Wednesday, August 31, 2011
Wheelie bin Compost bins
I just received two Black wheelie bins from Australian Waste Management. They are selling them for about $44 each brand new - you have to add $35 for delivery which I thought was reasonable. If you buy them brand new, you can choose the color and I wanted black. Because Black is Beautiful - and also the right color for compost bins.
Its cheaper if you buy the seconds or the used bins -but you don't get a choice of colors, just what is available on stock.
My local hardware store is selling them for $90 each - not including delivery.
My plan is to use them to make "compost tea", a weed and seed killer. :D
My garden has tons of weeds now.
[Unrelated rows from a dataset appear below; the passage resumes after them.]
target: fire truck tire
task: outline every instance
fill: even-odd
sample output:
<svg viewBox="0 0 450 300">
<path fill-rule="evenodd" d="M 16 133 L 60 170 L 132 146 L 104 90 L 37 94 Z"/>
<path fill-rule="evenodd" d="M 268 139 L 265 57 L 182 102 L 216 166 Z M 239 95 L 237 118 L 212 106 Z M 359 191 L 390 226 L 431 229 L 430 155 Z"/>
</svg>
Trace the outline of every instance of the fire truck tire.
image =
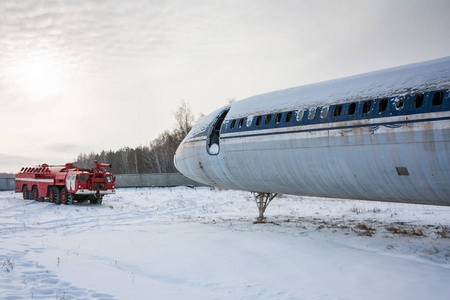
<svg viewBox="0 0 450 300">
<path fill-rule="evenodd" d="M 94 196 L 94 197 L 91 198 L 90 201 L 91 201 L 92 204 L 102 204 L 103 196 L 100 196 L 98 198 Z"/>
<path fill-rule="evenodd" d="M 31 198 L 35 201 L 39 201 L 39 190 L 37 186 L 33 186 L 31 189 Z"/>
<path fill-rule="evenodd" d="M 28 191 L 28 187 L 27 186 L 23 187 L 22 195 L 23 195 L 23 200 L 29 200 L 30 199 L 30 191 Z"/>
<path fill-rule="evenodd" d="M 48 189 L 48 201 L 50 201 L 51 203 L 55 202 L 55 191 L 52 187 Z"/>
<path fill-rule="evenodd" d="M 52 187 L 52 192 L 53 192 L 53 202 L 56 205 L 60 205 L 61 204 L 61 193 L 59 192 L 59 189 L 56 186 Z M 51 201 L 51 199 L 50 199 L 50 201 Z"/>
<path fill-rule="evenodd" d="M 67 201 L 64 204 L 66 204 L 66 205 L 73 204 L 73 194 L 72 193 L 67 193 Z"/>
<path fill-rule="evenodd" d="M 28 188 L 27 188 L 27 186 L 24 186 L 22 188 L 22 196 L 23 196 L 23 200 L 27 200 L 28 199 Z"/>
<path fill-rule="evenodd" d="M 67 192 L 67 188 L 63 187 L 63 189 L 61 190 L 61 203 L 65 205 L 69 204 L 68 199 L 69 199 L 69 192 Z"/>
</svg>

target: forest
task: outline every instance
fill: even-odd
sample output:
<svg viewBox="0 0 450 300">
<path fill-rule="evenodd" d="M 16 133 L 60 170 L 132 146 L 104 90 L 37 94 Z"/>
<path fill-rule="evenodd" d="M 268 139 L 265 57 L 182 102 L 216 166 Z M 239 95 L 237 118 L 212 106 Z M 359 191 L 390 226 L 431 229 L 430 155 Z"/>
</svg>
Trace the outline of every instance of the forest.
<svg viewBox="0 0 450 300">
<path fill-rule="evenodd" d="M 175 119 L 176 127 L 173 131 L 164 131 L 148 145 L 123 147 L 117 151 L 81 153 L 74 164 L 80 168 L 91 168 L 91 163 L 97 160 L 111 164 L 109 171 L 113 174 L 177 173 L 173 156 L 195 121 L 189 105 L 184 101 L 177 108 Z"/>
</svg>

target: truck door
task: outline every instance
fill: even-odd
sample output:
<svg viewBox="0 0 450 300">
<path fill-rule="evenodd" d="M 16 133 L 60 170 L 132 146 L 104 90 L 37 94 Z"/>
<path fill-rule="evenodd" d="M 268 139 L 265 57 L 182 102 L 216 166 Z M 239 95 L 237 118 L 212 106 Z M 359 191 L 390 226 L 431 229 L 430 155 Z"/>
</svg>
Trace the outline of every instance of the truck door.
<svg viewBox="0 0 450 300">
<path fill-rule="evenodd" d="M 72 177 L 71 174 L 67 175 L 67 177 L 66 177 L 66 188 L 67 188 L 68 190 L 70 190 L 70 178 L 71 178 L 71 177 Z"/>
<path fill-rule="evenodd" d="M 72 174 L 72 179 L 70 180 L 70 189 L 72 191 L 75 191 L 75 180 L 77 178 L 77 175 Z"/>
</svg>

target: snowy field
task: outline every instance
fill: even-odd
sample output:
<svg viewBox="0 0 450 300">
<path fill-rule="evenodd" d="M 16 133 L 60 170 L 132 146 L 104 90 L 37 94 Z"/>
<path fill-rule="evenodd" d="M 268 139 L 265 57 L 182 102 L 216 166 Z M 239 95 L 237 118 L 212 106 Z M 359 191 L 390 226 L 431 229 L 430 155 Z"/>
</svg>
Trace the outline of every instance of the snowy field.
<svg viewBox="0 0 450 300">
<path fill-rule="evenodd" d="M 0 192 L 1 299 L 450 299 L 450 207 L 119 189 Z"/>
</svg>

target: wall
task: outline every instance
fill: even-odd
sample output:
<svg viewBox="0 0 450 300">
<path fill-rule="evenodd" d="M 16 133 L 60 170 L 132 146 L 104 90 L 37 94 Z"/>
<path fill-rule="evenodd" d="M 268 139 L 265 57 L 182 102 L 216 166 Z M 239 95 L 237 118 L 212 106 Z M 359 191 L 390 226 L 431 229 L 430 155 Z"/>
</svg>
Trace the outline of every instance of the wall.
<svg viewBox="0 0 450 300">
<path fill-rule="evenodd" d="M 204 186 L 180 173 L 151 173 L 151 174 L 118 174 L 116 187 L 145 187 L 145 186 Z"/>
<path fill-rule="evenodd" d="M 14 190 L 14 174 L 0 175 L 0 191 Z"/>
<path fill-rule="evenodd" d="M 204 186 L 180 173 L 118 174 L 116 187 Z M 14 190 L 14 174 L 0 175 L 0 191 Z"/>
</svg>

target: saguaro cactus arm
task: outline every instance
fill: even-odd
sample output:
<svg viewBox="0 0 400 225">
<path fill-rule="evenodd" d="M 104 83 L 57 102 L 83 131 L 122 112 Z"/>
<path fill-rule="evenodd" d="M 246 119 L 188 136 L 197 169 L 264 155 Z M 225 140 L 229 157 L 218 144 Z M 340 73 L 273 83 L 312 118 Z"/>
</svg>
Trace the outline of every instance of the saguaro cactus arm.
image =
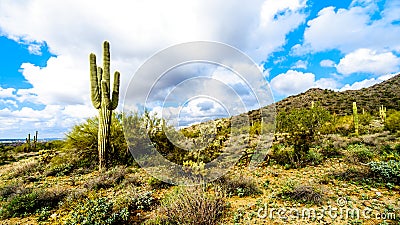
<svg viewBox="0 0 400 225">
<path fill-rule="evenodd" d="M 99 109 L 101 106 L 101 96 L 100 96 L 100 89 L 99 83 L 101 80 L 101 76 L 98 76 L 98 73 L 101 74 L 101 70 L 97 71 L 96 65 L 96 55 L 91 53 L 89 56 L 90 60 L 90 96 L 92 99 L 92 104 L 96 109 Z"/>
<path fill-rule="evenodd" d="M 120 85 L 120 74 L 119 72 L 114 73 L 114 87 L 113 87 L 113 93 L 112 93 L 112 102 L 111 102 L 111 108 L 110 110 L 114 110 L 118 106 L 118 101 L 119 101 L 119 85 Z"/>
</svg>

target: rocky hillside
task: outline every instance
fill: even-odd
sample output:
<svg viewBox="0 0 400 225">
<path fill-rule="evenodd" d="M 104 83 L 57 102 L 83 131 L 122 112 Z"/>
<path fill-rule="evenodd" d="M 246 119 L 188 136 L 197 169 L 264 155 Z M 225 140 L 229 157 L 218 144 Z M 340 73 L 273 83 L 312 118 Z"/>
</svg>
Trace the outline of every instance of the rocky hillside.
<svg viewBox="0 0 400 225">
<path fill-rule="evenodd" d="M 379 113 L 379 106 L 389 109 L 400 109 L 400 74 L 375 84 L 369 88 L 335 92 L 312 88 L 304 93 L 290 96 L 276 103 L 278 111 L 288 111 L 293 108 L 309 107 L 311 102 L 319 103 L 331 113 L 345 115 L 352 113 L 352 104 L 357 102 L 359 109 L 371 114 Z"/>
</svg>

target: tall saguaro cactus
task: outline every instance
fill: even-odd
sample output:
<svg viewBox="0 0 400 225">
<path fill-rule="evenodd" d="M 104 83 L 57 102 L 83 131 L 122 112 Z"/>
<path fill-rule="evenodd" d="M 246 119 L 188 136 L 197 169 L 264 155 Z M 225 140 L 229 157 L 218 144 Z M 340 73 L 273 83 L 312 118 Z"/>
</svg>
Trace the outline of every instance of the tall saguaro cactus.
<svg viewBox="0 0 400 225">
<path fill-rule="evenodd" d="M 358 113 L 357 113 L 357 103 L 353 102 L 353 120 L 354 120 L 354 130 L 358 136 Z"/>
<path fill-rule="evenodd" d="M 114 73 L 114 87 L 110 96 L 110 44 L 103 43 L 103 68 L 97 67 L 96 55 L 90 54 L 90 83 L 93 106 L 99 110 L 99 170 L 109 163 L 111 114 L 118 106 L 120 74 Z"/>
<path fill-rule="evenodd" d="M 386 120 L 386 107 L 379 107 L 379 117 L 381 118 L 382 123 Z"/>
</svg>

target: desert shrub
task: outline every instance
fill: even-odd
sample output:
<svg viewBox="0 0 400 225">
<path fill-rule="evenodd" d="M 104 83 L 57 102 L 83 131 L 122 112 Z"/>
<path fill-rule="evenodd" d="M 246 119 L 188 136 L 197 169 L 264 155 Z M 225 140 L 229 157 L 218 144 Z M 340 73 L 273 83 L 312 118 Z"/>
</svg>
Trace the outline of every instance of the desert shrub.
<svg viewBox="0 0 400 225">
<path fill-rule="evenodd" d="M 51 165 L 46 169 L 45 176 L 65 176 L 72 172 L 74 165 L 67 162 L 62 164 Z"/>
<path fill-rule="evenodd" d="M 149 210 L 154 203 L 155 199 L 153 197 L 153 193 L 146 191 L 132 198 L 129 207 L 132 210 Z"/>
<path fill-rule="evenodd" d="M 331 140 L 325 140 L 321 143 L 320 152 L 326 158 L 342 155 L 341 148 L 338 145 L 335 146 L 335 142 Z"/>
<path fill-rule="evenodd" d="M 114 210 L 128 209 L 131 216 L 136 216 L 136 219 L 141 220 L 144 218 L 139 218 L 140 213 L 151 210 L 157 201 L 153 197 L 153 192 L 142 191 L 131 186 L 121 189 L 113 198 L 113 203 Z"/>
<path fill-rule="evenodd" d="M 107 189 L 119 184 L 125 178 L 125 167 L 117 166 L 88 180 L 85 187 L 89 190 Z"/>
<path fill-rule="evenodd" d="M 113 202 L 107 198 L 88 199 L 79 203 L 67 216 L 64 224 L 111 225 L 127 224 L 129 211 L 113 210 Z"/>
<path fill-rule="evenodd" d="M 159 224 L 217 224 L 225 201 L 200 187 L 176 188 L 161 203 Z"/>
<path fill-rule="evenodd" d="M 373 175 L 384 182 L 394 182 L 400 184 L 400 162 L 390 160 L 388 162 L 368 163 Z"/>
<path fill-rule="evenodd" d="M 248 177 L 237 177 L 225 175 L 216 181 L 214 184 L 217 185 L 226 196 L 253 196 L 261 194 L 262 191 L 258 185 Z"/>
<path fill-rule="evenodd" d="M 336 120 L 335 133 L 348 136 L 354 132 L 353 116 L 341 116 Z"/>
<path fill-rule="evenodd" d="M 310 149 L 305 157 L 307 164 L 318 165 L 322 163 L 323 156 L 317 151 L 317 149 Z"/>
<path fill-rule="evenodd" d="M 11 195 L 0 209 L 0 217 L 26 216 L 44 207 L 53 208 L 66 196 L 65 191 L 23 189 Z"/>
<path fill-rule="evenodd" d="M 198 138 L 200 136 L 200 130 L 189 130 L 188 128 L 181 130 L 183 136 L 187 138 Z"/>
<path fill-rule="evenodd" d="M 323 191 L 316 186 L 303 185 L 298 181 L 288 179 L 283 183 L 278 196 L 303 203 L 319 204 L 323 200 Z"/>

Throwing them into the traditional compost bins helps to kill some of the seeds - but enough of them survive the composting process and will germinate when I use the compost in my garden.
The end result - more weeds.
I really hate weeds. And because of their hardy nature - we end up throwing them away in the council garden trash bins. Which is a pity because we're throwing away a lot of good nutrients and also soil trapped in the weeds. Sometimes we get so many weeds that we run out of space in the compost bins and council bins to dispose of them. The feeling of being overwhelmed by weeds is pretty horrible - probably much the same as that sinking feeling the British colonial troops had when they were being overrun by Zulu imps. haha.
Enter the "compost tea" bin. What you do is to throw the weeds, seeds and all into the bin - then fill it with grey water, rain water etc... After 3 months, everything in the bins rots and turns into putrid waste, hopefully including the blasted clover seeds.
Because of the foul smell, you had better place the bins in a corner of the garden which is secluded. If the smell does really bother you I guess you could gladwrap the opening.
I'm placing them near my traditional compost bins for easy access.
Some people have recommended using a plastic bag to hold the weeds and water - that might be good for small gardens but for bigger gardens like mine I think I'd prefer something more robust.
Size matters!! I chose a smaller size 140litres instead of the 240litres for easy handling. The 240 litre bins once full or even partially full would be very hard to move around. Trying to scoop out the waste of the larger bin would also be problematic; I don't wish to risk falling inside the darn thing!!!
I actually wanted the larger bin because size for size, it was cheaper. But if it may prove to be a hassle to use, what's the point? The tool has to fit the job.
You can use the waste water, diluted of course, and pour it on your garden. Don't use it indoors because of the odor. I think I'll probably just add it to my aerobic bins and open compost bins.
In case you are wondering I have a fairly large garden for a surburan home, roughly about 2,000 sq feet.
I have two council garden waste bins. (330litres),
two aerobic "darlek" type of bins (800litres),
one open compost bins (probably 2000 litres if filled to capacity),
and now two 140litre black wheelie bins which I intend to use as compost tea bins.
Somehow it feels like Christmas!!!
(update1: I removed the dead weeds in the container - and it stank like raw sewage - see explanation in the following post)
I finally managed to take out the waste from one of the bins - I threw most of it into one of the dalak bins and the rest I diluted and spread it onto my garden. The tomato plant seems to like it. Looks like most of the seeds are dead but its a bit hard to say until after we experience one whole year.
I found that I had to modify the hose section of the Bunnings plastic watering containers- drilling them out to make them bigger, too much crud was getting stuck.
It still stinks alright. But after a couple of days the smell goes away.
I highly recommend using old clothes and full length rubber gloves and a hat when handling the crap.
Postscript - 23 April 2013
Its been over 2 years since I started the project and to that I've added 2 more black bins.
The good news is that it seems most of the weed seeds do get taken out by soaking them in water for over 1 - 2 years. The bad news is that it looks like some of the very small oxalis bulbs are actually surviving the process. I checked on my number 2 bin - emptying out the contents - and to my horror I found small little oxalis bulbs floating on the surface. I'm not sure whether they were introduced earlier in the season - as I have not been very stringent in making sure that no new weeds get reintroduced into the brewing cycle once started.
I think a good solution would be to apply the tea to areas of the garden where it would be easy to control the oxalis should it grow from bulb again.
Other solutions please look here:
The other thing that I should mention is that if too much heavy material - esp. weeded soil - gets added to the bins - this could cause the material to not compact. In other words the tea becomes too dense - more cake than tea. This makes it extremely difficult and dangerous to try and move the bins around - they are simply too heavy and could pose a danger to the gardener.
Another solution to preventing the weed seeds from germinating is to sieve it out. You get a pail - cut a hole - you place an old tee shirt to act as a sieve - and pour the crap from the bins into that pail. The waste water will leak out - just place it in the area of garden that you want to fertilize and leave it there. Dilute the mix with water if you think the brew is too strong.